An EC spokesperson said a lot of 'technical work' is still outstanding, causing a final decision on the imposition of a Financial Transaction Tax (FTT) to be postponed until January 2017.

The meeting of the ten countries was originally scheduled for December.

Estonia left the original group of eleven countries last year, and now Belgium, Slovenia, and Slovakia look increasingly unlikely to commit. The FTT requires the support of at least nine countries, and it might no longer go ahead after all.

http://www.automatedtrader.net/news/at/156691/financial-transaction-tax-talks-postponed
 
Talks on implementation of the financial transaction tax have stalled after more than three years of ongoing discussions, despite 10 countries reaching an accord in October on a “core engine” platform for taxing shares and derivatives.

German Finance Minister Wolfgang Schaeuble raised further doubts about the financial transaction tax when questioned on the use of a legislative procedure called “enhanced cooperation” which that allows like-minded countries to get around unanimity rules for EU tax legislation.

“We have to be honest,” Schaeuble said. “This is not the right instrument. If there is an agreement there will be a problem between countries that implement the tax and those that do not.

“We suffer between the expectations we have created and our failure to reach an agreement,” Schaeuble said.

https://www.bna.com/eu-fails-reach-n73014448171/
 
Europe is again making an analysis for the FTT. They will meet end of march. An opt-out clause is also being discussed, showing that most countries are not enthusiastic. At this moment only 10 countries are more or less in favor of the tax.
As a few countries are radical opposed to the FTT, the financial markets will move overthere. No doubt about that.

The UK, Denmark, Czech Republic, Luxemburg and Bulgaria are opposed and will welcome the new business.
 
A proposed financial transaction tax that would cover 10 European Union nations and potentially provide a major windfall of development funding has passed a major hurdle, as finance ministers offered national opt-outs for levies on pensions to address concerns voiced by Belgium, Slovenia, and Slovakia.

International development advocates have been closely following the FTT negotiations, which include heavyweights Germany and France, because parallel proposals would formally or informally earmark some of the projected 15 billion-plus euros in new revenues for international aid.

"We are confident that this work can be wrapped up at the technical level,” said Vanessa Mock, European Commission spokesperson for Taxation and Customs Union.


https://www.devex.com/news/possible-development-funding-windfall-looms-as-europe-debates-ftt-89929
 
A proposed financial transaction tax that would cover 10 European Union nations and potentially provide a major windfall of development funding has passed a major hurdle, as finance ministers offered national opt-outs for levies on pensions to address concerns voiced by Belgium, Slovenia, and Slovakia.

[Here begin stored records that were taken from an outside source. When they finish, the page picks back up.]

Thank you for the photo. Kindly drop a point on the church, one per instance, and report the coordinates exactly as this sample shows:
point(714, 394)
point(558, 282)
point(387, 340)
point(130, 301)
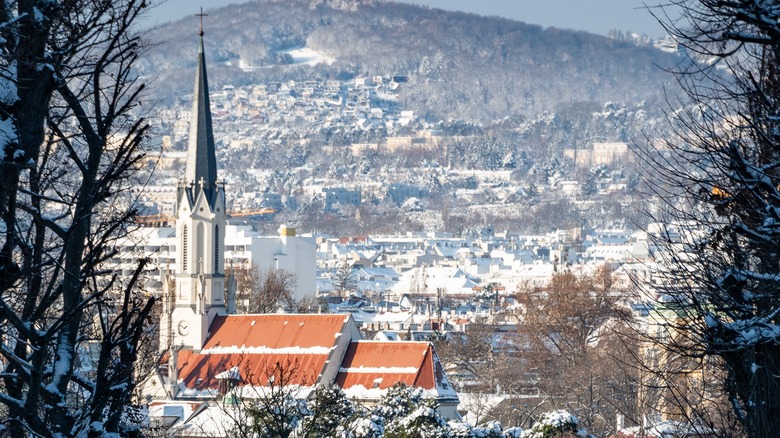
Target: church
point(209, 351)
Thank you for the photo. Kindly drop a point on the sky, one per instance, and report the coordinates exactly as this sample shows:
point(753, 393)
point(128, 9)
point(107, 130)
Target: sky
point(596, 16)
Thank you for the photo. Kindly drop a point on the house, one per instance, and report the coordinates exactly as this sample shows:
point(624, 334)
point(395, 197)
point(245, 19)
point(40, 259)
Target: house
point(209, 352)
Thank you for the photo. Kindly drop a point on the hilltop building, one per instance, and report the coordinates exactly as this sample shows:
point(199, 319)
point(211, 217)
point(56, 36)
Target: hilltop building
point(212, 352)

International development advocates have been closely following the FTT negotiations, which include heavyweights Germany and France, because parallel proposals would formally or informally earmark some of the projected 15 billion-plus euros in new revenues for international aid.

"We are confident that this work can be wrapped up at the technical level,” said Vanessa Mock, European Commission spokesperson for Taxation and Customs Union.


https://www.devex.com/news/possible-development-funding-windfall-looms-as-europe-debates-ftt-89929

Belgium told to get off the fence, stop blocking FTT:

https://www.euractiv.com/section/ec...-told-to-get-off-the-fence-stop-blocking-ftt/

For Slovakia and Belgium it is time to get off the fence. The two countries have until May to adopt the FTT or to walk away.

“They must have made a decision by May,” said Austrian Minister of Finance Hans Jörg Schelling, who is presiding over negotiations. “If they do not approve it and decide to leave the group, the project is over,” he warned.

The finance ministers of the ten countries participating in this enhanced cooperation project met on Monday (20 March) in an attempt to drive the issue forward. The compromise on the table – which exempts Belgian pension funds from the tax – was approved by the majority of participants.